Dream Act 2010 Status of Votes: Republican Filibuster Won – The results for the vote of the “Dream Act” or the Development, Relief, and Education for Alien Minors Act were out already. Unfortunately, there was no hope for the hundreds of thousands of illegal or undocumented immigrants in the US for them to have permanent residency status in the US.
The Republican filibuster won in the vote. Democrats, who are proponents of the Dream Act, failed to secure any single Republican vote to reach the majority ‘60 votes’ needed. The Senate session ended with a vote of 56-43. Two Democrats namely, Blanche Lincoln and Mark Pryor from Arkansas voted ‘no’ in favor of the Republicans.
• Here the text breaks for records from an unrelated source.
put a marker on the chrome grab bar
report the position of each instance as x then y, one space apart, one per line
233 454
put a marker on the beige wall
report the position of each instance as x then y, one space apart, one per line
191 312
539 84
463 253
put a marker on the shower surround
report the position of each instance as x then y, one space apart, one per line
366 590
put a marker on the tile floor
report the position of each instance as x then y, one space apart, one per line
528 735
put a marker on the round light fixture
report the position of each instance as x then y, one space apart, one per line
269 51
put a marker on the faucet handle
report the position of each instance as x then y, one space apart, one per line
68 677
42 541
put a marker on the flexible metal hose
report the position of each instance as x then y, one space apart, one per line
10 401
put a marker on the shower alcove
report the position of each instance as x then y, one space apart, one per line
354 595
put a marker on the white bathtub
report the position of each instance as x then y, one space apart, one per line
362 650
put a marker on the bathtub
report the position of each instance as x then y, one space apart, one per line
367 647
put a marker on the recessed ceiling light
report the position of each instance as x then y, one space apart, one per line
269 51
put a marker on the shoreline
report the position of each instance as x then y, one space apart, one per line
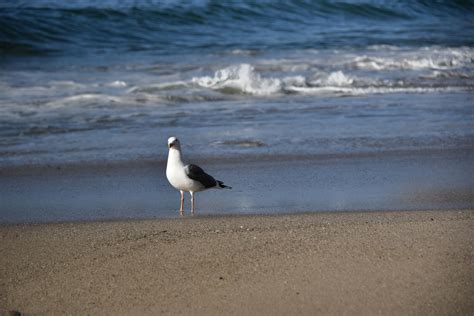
335 262
141 191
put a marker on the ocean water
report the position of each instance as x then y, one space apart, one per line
112 80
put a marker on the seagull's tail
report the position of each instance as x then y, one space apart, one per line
221 185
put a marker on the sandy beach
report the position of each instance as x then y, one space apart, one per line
359 263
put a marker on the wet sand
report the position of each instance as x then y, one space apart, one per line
261 184
391 263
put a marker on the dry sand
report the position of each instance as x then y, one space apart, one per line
399 263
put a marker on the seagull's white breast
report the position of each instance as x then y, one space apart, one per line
177 176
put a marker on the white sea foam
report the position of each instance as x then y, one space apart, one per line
84 99
440 59
336 78
117 84
242 78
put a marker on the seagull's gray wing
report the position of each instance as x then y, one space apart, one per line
197 174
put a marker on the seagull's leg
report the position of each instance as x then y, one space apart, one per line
181 207
192 203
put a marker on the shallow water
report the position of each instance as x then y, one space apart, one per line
275 185
112 80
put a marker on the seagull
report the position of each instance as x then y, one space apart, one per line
189 178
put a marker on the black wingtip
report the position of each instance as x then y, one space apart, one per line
221 185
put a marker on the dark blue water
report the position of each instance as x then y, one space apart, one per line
112 80
190 27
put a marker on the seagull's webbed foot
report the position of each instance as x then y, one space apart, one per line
181 207
192 203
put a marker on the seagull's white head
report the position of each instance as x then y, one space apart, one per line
173 142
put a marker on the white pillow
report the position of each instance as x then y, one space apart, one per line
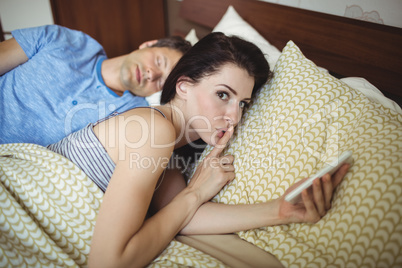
192 37
232 24
371 92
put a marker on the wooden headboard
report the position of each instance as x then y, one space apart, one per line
346 47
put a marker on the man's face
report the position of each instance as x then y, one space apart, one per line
145 70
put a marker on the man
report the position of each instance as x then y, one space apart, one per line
54 81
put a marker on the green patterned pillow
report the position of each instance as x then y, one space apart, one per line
299 120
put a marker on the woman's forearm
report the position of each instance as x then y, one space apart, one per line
214 218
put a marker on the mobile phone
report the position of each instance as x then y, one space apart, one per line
295 195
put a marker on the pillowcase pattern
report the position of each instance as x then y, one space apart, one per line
300 120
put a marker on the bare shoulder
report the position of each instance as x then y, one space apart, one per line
150 123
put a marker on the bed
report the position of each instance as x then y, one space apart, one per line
316 105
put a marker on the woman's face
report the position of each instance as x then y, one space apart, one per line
218 101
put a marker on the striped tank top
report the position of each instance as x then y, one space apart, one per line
85 150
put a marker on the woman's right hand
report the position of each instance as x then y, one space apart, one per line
214 172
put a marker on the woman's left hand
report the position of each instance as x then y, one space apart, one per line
316 200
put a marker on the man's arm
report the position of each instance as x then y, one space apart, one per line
11 55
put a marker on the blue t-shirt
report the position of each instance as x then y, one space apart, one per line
59 90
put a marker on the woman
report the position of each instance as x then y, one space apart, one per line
203 97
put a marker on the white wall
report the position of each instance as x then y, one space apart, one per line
15 14
388 12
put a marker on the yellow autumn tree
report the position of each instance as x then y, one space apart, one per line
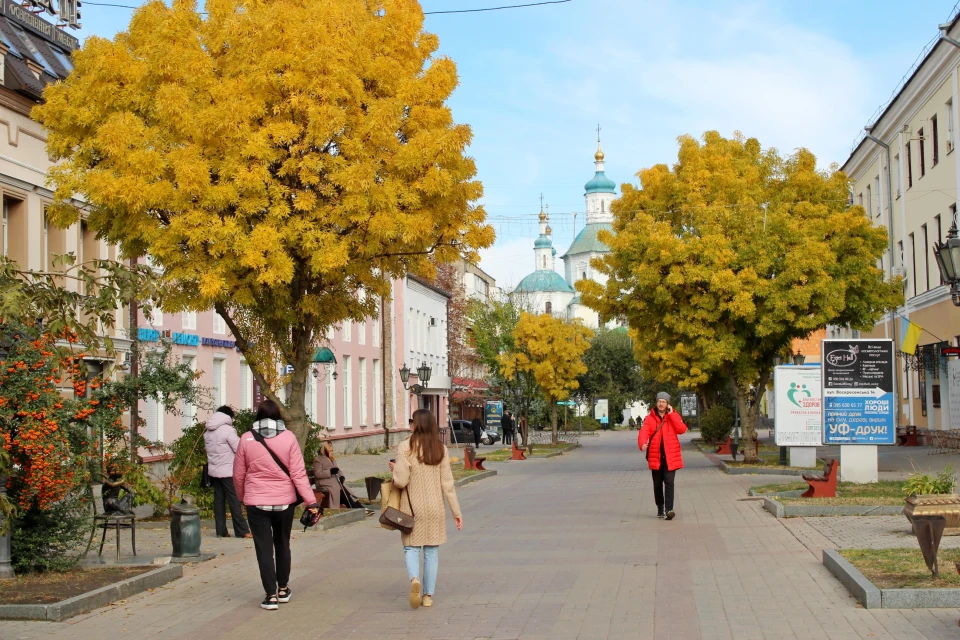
721 261
279 161
552 350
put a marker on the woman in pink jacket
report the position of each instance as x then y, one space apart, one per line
269 474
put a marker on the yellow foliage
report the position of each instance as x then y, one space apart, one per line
277 156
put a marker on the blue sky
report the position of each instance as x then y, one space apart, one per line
535 82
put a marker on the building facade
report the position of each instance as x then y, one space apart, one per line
904 172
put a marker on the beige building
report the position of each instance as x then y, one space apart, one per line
904 172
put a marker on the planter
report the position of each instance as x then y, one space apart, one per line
947 506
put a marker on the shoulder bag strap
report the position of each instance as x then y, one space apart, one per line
259 438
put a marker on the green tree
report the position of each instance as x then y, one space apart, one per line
721 261
552 350
294 161
612 372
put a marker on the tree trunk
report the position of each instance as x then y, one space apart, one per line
553 421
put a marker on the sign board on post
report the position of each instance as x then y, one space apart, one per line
493 414
858 391
798 407
688 405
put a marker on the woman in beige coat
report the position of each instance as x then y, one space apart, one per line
423 469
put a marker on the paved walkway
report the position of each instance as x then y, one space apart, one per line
562 548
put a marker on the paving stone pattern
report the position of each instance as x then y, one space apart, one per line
562 548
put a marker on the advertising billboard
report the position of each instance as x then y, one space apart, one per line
798 406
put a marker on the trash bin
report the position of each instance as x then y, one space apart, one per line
185 530
373 487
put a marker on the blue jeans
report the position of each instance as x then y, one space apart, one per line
431 561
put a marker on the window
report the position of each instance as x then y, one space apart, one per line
936 219
244 385
189 411
913 262
876 190
362 389
347 394
217 387
923 154
897 169
331 401
909 165
377 391
933 137
950 125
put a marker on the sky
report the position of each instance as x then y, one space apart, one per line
535 83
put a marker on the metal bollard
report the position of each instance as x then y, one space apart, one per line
185 530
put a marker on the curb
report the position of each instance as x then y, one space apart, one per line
872 597
763 471
781 510
59 611
480 476
850 577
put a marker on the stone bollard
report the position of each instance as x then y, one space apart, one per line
185 530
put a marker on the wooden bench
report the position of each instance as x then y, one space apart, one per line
907 436
518 452
471 461
825 485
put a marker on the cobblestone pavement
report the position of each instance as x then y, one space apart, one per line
562 548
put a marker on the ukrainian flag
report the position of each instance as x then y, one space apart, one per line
909 335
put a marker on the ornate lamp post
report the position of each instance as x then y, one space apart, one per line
948 259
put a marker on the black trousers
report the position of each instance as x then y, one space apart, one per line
223 492
271 539
663 488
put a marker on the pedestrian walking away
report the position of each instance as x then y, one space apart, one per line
221 440
423 468
270 474
477 426
658 438
508 427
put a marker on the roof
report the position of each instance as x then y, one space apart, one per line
883 110
543 280
600 183
587 241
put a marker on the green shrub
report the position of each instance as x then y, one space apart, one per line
716 423
921 484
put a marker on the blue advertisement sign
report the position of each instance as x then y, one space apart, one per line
493 414
858 403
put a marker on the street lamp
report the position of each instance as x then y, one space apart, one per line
948 259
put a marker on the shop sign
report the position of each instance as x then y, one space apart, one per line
186 339
858 391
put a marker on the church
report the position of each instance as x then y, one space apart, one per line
545 290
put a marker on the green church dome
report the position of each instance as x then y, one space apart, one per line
543 281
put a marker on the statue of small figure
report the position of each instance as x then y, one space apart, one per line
112 502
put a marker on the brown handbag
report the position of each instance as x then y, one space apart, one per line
396 519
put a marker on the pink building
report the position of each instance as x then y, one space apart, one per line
346 396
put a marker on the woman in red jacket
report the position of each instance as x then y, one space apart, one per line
658 437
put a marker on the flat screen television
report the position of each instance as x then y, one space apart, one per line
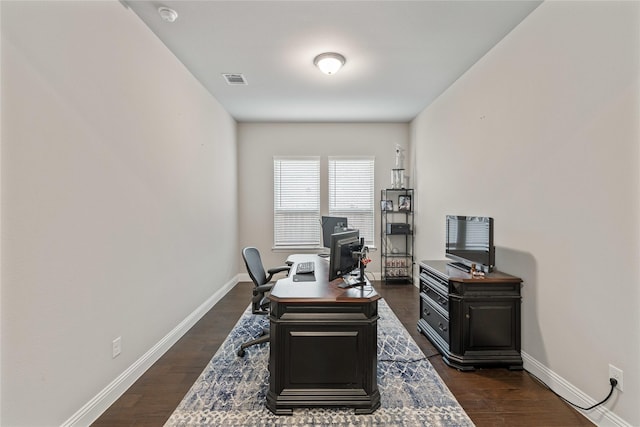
341 259
330 225
469 241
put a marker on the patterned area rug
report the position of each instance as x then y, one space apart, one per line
231 390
Senator Reid also voted ‘no’ to the bill for it to be revived later. This was what initially happened to the unemployment extension bill before it was signed into law by President Obama.
The Dream Act supposedly would provide opportunity to earn conditional permanent residency for those people who have met the following criteria:
- is under 35 years of age
- has graduated high school or earned a GED
- has been in the U.S. for at least 5 years prior to the deate the law takes effect
- was 16 years of age or younger when they entered the U.S.
- is “a person of good moral charecter”
- has not been under a judicial order of deportation since before they were 16.
The temporary resident status for people meeting the above mentioned criteria would be good for a period of 6 years under the Dream Act. After such time, the person would be granted permanent US citizenship status if they can show that they accomplish at least one of these things:
– They acquired a degree from an institution of higher education in the United States or has completed at least 2 years, in good standing, in a program for a bachelor’s degree or higher degree in the United States.
– Or they have served in the uniformed services for at least 2 years and, if discharged, has received an honorable discharge
In addition to the main issue of the conditional permanency status, the Dream Act 2010 as an amendment to the defense bill would authorize $726 billion in defense spending, including a pay raise for troops. Moreover, it would also repeal the Don’t Ask Don’t Tell policy which restricts the United States military from efforts to discover or reveal closeted gay, lesbian, and bisexual service members or applicants, while barring those who are openly gay, lesbian, or bisexual from military service.
Senator Reid said Republicans were “putting partisan politics ahead of the best interests of the men and women who courageously defend our nation” by blocking the bill.